In Judge Jackson’s hearings, several Republican senators interrogated her on sentencing decisions in her nine years as a federal judge and in child pornography cases in particular. The senators, several of whom are eyeing a run for president, asked the same questions repeatedly in an effort to paint her as too lenient on sex criminals.

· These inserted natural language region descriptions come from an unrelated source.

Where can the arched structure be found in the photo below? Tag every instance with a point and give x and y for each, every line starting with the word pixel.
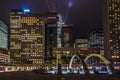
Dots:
pixel 107 62
pixel 82 61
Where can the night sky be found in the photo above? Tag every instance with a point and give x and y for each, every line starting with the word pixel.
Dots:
pixel 84 14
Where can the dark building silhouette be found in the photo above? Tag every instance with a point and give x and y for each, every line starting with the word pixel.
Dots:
pixel 111 27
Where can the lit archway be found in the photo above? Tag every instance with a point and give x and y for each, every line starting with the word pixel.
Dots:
pixel 81 60
pixel 107 62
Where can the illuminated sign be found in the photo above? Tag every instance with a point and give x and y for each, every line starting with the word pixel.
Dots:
pixel 26 10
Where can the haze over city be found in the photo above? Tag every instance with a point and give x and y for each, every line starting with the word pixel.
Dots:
pixel 85 15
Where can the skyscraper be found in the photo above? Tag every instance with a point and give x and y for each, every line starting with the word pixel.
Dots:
pixel 3 35
pixel 67 35
pixel 111 27
pixel 27 37
pixel 96 40
pixel 50 34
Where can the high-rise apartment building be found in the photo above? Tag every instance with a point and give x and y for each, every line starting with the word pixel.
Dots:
pixel 50 34
pixel 81 43
pixel 3 35
pixel 66 35
pixel 111 26
pixel 96 40
pixel 27 37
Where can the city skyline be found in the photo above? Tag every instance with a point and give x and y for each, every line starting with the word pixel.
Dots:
pixel 85 15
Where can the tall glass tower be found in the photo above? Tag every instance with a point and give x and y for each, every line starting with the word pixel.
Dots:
pixel 111 27
pixel 27 37
pixel 3 35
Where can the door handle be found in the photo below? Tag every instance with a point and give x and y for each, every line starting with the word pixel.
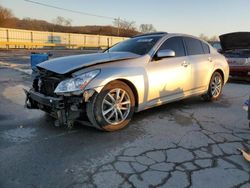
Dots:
pixel 210 59
pixel 185 64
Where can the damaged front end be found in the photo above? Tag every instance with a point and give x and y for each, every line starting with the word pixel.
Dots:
pixel 51 94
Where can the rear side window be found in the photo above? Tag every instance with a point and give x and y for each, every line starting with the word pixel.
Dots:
pixel 175 44
pixel 193 46
pixel 206 48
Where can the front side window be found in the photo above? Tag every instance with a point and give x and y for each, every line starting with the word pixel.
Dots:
pixel 175 44
pixel 193 46
pixel 137 45
pixel 206 48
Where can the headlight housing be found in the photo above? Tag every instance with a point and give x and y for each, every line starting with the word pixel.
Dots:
pixel 77 84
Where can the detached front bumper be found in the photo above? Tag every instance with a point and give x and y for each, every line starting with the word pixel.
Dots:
pixel 35 100
pixel 65 110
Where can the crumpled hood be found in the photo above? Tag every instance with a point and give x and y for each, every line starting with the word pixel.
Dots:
pixel 68 64
pixel 233 41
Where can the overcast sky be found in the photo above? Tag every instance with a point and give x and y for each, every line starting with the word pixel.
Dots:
pixel 211 17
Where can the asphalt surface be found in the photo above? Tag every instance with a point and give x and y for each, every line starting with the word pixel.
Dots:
pixel 190 143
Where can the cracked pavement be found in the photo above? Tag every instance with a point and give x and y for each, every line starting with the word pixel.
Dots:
pixel 190 143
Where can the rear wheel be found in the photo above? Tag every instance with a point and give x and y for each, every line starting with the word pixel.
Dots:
pixel 215 88
pixel 113 108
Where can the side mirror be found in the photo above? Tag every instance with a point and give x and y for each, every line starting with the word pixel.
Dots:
pixel 165 53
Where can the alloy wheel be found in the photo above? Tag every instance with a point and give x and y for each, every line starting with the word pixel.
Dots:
pixel 216 86
pixel 116 106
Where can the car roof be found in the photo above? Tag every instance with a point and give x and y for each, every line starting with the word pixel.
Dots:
pixel 149 34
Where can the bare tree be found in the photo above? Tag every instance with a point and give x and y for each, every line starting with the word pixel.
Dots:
pixel 5 16
pixel 59 20
pixel 147 28
pixel 206 38
pixel 125 25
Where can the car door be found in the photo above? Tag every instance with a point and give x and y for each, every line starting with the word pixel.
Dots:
pixel 200 62
pixel 168 78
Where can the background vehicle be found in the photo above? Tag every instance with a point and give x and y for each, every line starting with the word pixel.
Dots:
pixel 236 48
pixel 139 73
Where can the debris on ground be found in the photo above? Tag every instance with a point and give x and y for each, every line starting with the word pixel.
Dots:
pixel 245 154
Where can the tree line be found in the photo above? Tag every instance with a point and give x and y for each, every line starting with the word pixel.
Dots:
pixel 120 27
pixel 123 28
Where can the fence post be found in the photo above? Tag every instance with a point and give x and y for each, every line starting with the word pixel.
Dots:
pixel 98 41
pixel 84 41
pixel 7 35
pixel 52 39
pixel 31 38
pixel 69 41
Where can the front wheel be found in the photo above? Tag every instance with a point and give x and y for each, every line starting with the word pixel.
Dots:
pixel 215 88
pixel 113 108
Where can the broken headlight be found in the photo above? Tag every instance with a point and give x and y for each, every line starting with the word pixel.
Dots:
pixel 76 84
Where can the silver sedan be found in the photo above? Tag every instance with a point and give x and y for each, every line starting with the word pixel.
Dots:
pixel 105 89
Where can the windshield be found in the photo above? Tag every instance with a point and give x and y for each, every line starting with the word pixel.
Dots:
pixel 138 45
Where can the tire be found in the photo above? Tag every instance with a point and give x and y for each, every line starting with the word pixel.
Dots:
pixel 215 88
pixel 113 108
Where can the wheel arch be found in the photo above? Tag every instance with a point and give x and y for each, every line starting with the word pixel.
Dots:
pixel 221 73
pixel 133 88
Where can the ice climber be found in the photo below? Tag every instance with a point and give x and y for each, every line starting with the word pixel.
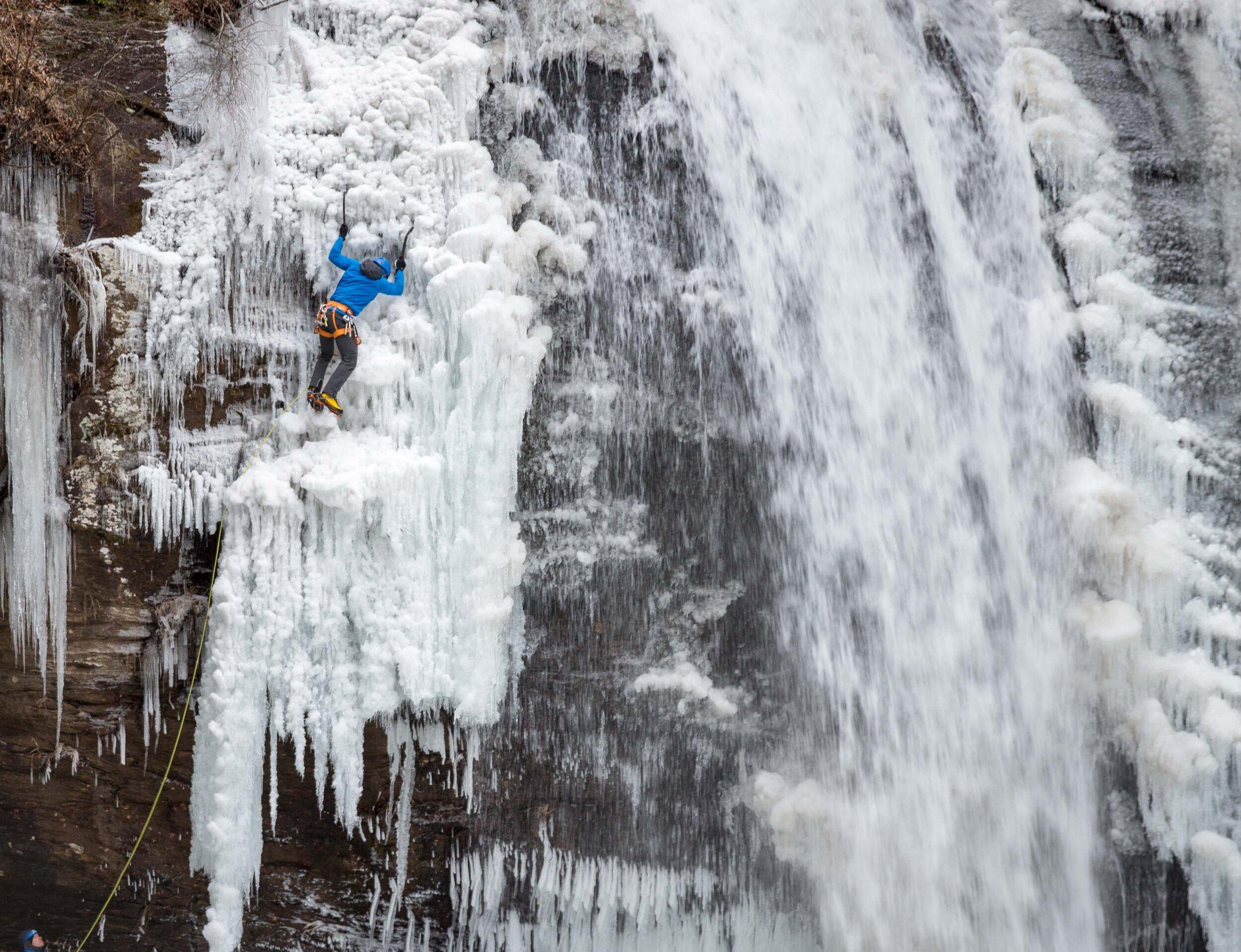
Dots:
pixel 334 324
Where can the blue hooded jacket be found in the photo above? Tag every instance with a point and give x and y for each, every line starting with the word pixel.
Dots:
pixel 355 289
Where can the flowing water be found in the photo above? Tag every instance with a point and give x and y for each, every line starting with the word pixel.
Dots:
pixel 872 254
pixel 901 316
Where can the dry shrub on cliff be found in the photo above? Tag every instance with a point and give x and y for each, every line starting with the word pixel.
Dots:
pixel 212 15
pixel 40 115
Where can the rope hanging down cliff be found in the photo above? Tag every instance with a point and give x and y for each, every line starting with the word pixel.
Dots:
pixel 189 697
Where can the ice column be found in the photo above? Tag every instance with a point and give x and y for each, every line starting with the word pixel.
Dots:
pixel 35 556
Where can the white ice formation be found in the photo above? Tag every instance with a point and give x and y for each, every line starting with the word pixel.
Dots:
pixel 369 566
pixel 34 533
pixel 586 903
pixel 1163 625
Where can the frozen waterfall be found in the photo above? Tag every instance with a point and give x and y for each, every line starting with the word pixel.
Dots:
pixel 35 556
pixel 849 571
pixel 370 566
pixel 906 326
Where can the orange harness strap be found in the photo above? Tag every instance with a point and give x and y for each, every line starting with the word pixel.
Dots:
pixel 328 323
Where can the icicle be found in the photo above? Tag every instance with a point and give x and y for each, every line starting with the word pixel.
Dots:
pixel 33 313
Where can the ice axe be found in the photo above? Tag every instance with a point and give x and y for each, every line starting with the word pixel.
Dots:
pixel 344 226
pixel 405 241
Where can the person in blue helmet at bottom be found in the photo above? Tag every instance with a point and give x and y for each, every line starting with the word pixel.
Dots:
pixel 358 287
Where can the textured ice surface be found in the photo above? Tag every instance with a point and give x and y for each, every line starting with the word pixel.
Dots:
pixel 34 534
pixel 1165 621
pixel 369 565
pixel 584 903
pixel 902 326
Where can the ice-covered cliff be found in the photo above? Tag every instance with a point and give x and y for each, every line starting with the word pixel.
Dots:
pixel 800 473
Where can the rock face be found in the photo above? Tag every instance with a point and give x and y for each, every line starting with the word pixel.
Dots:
pixel 71 812
pixel 639 502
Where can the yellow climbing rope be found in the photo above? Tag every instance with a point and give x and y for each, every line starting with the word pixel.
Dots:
pixel 189 697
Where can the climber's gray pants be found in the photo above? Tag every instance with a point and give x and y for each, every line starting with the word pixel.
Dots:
pixel 348 361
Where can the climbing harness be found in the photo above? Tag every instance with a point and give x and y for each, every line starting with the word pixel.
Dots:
pixel 189 697
pixel 334 321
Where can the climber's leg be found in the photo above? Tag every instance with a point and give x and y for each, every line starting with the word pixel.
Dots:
pixel 348 350
pixel 327 345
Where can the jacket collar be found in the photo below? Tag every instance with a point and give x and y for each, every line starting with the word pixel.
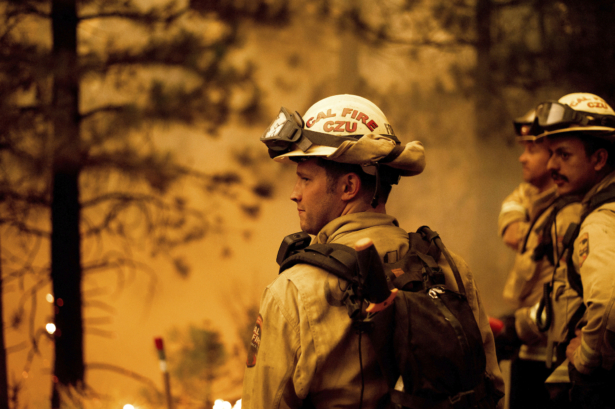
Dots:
pixel 351 223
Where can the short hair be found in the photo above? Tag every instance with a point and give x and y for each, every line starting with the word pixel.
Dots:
pixel 593 143
pixel 335 170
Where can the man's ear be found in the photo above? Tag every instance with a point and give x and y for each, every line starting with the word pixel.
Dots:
pixel 600 158
pixel 351 185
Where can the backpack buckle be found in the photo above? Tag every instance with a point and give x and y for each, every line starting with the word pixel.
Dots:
pixel 457 398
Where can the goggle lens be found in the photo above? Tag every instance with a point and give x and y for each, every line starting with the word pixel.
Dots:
pixel 285 130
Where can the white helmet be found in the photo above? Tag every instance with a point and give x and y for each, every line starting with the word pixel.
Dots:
pixel 576 112
pixel 343 128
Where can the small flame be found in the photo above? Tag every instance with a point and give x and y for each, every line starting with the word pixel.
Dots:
pixel 222 404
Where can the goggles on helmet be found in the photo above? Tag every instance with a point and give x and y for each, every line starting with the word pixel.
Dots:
pixel 552 115
pixel 288 129
pixel 527 126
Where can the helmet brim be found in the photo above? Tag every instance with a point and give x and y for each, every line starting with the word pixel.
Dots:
pixel 314 151
pixel 599 131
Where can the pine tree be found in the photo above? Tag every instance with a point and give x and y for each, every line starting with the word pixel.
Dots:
pixel 79 112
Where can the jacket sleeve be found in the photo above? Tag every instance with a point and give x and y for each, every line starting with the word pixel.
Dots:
pixel 514 209
pixel 594 253
pixel 268 378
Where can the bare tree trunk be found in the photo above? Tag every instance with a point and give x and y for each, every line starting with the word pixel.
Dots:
pixel 4 384
pixel 484 99
pixel 65 208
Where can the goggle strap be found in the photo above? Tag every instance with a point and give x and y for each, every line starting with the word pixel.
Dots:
pixel 324 139
pixel 304 144
pixel 397 150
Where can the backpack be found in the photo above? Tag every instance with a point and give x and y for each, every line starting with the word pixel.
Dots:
pixel 606 195
pixel 427 340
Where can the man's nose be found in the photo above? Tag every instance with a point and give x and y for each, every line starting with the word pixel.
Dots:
pixel 552 163
pixel 294 195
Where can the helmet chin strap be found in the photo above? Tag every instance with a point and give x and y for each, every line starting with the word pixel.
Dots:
pixel 377 189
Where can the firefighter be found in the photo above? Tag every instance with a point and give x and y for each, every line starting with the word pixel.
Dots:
pixel 533 218
pixel 304 352
pixel 579 130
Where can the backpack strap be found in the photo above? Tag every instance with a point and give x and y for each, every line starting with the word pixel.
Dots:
pixel 338 259
pixel 545 247
pixel 434 238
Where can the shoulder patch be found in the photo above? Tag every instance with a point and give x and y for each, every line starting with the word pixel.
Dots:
pixel 583 248
pixel 255 342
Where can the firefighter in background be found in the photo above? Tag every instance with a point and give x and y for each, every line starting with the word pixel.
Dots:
pixel 304 352
pixel 580 132
pixel 533 217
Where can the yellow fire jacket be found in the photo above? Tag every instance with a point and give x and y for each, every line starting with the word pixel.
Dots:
pixel 594 260
pixel 306 348
pixel 525 281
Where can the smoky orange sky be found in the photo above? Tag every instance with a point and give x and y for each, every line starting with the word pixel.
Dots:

Judge Jackson told the committee that “nothing could be further from the truth” and explained her sentencing decisions in detail. She said some of the cases have given her nightmares and were “among the worst that I have seen.”

Senator Collins told reporters after her announcement that they discussed many of the cases that were brought up at the hearings in an hourlong meeting on Tuesday and “I had no doubt that she applies a very careful approach to the facts of the case when she is judging.”

It is unclear if any other GOP senators will vote for Judge Jackson. Senate Republican Leader Mitch McConnell set the tone for the party last week when he said he “cannot and will not” support her, citing the GOP concerns raised in the hearing about her sentencing record and her support from liberal advocacy groups.

Judge Jackson is still making the rounds in the Senate ahead of next week’s votes, doing customary meetings with Democratic and Republican senators. On Tuesday she met with Utah Sen. Mitt Romney, who said afterward that he was undecided about supporting her.

Senator Romney said he had an “excellent meeting” and found Judge Jackson to be intelligent, capable, and charming. He said he probably won’t decide whether to vote for her until the day of the vote.

Senator Romney voted against Judge Jackson last year, when she was confirmed by the Senate as a federal appeals court judge. Senator Collins, Alaska Sen. Lisa Murkowski and South Carolina Sen. Lindsey Graham were the only three Republicans to support her at the time.

Senator Murkowski and Senator Graham have each indicated they might not vote for her a second time. Senator Murkowski said in a statement before the hearings that “I’ve been clear that previously voting to confirm an individual to a lower court does not signal how I will vote for a Supreme Court justice.”

Senator Graham was one of several Republicans on the Judiciary panel who pressed Judge Jackson on the child pornography cases, and he has been vocal in his frustrations that President Biden chose Judge Jackson over his preferred candidate, a federal judge from South Carolina.

He also aired past grievances in the hearing, asking Judge Jackson about her religion and how often she goes to church, in heated comments that he said were fair game after unfair criticism of Justice Barrett’s Catholicism.

Also Wednesday, Sen. Thom Tillis, R-N.C., said he will not support Judge Jackson, further indication that the Judiciary panel will likely deadlock 11-11 at its Monday vote on whether to recommend her confirmation to the full Senate.

A deadlocked vote means Democrats will have to spend additional hours on the Senate floor next week to do a “discharge” from committee.

Still, Senate Majority Leader Chuck Schumer said this week that the Senate is “on track” to confirm her by the end of next week and before a two-week Spring recess.

This story was reported by The Associated Press. AP writers Alan Fram, Lisa Mascaro, and Darlene Superville and video journalist Rick Gentilo in Washington and David Sharp in Portland, Maine, contributed to this report.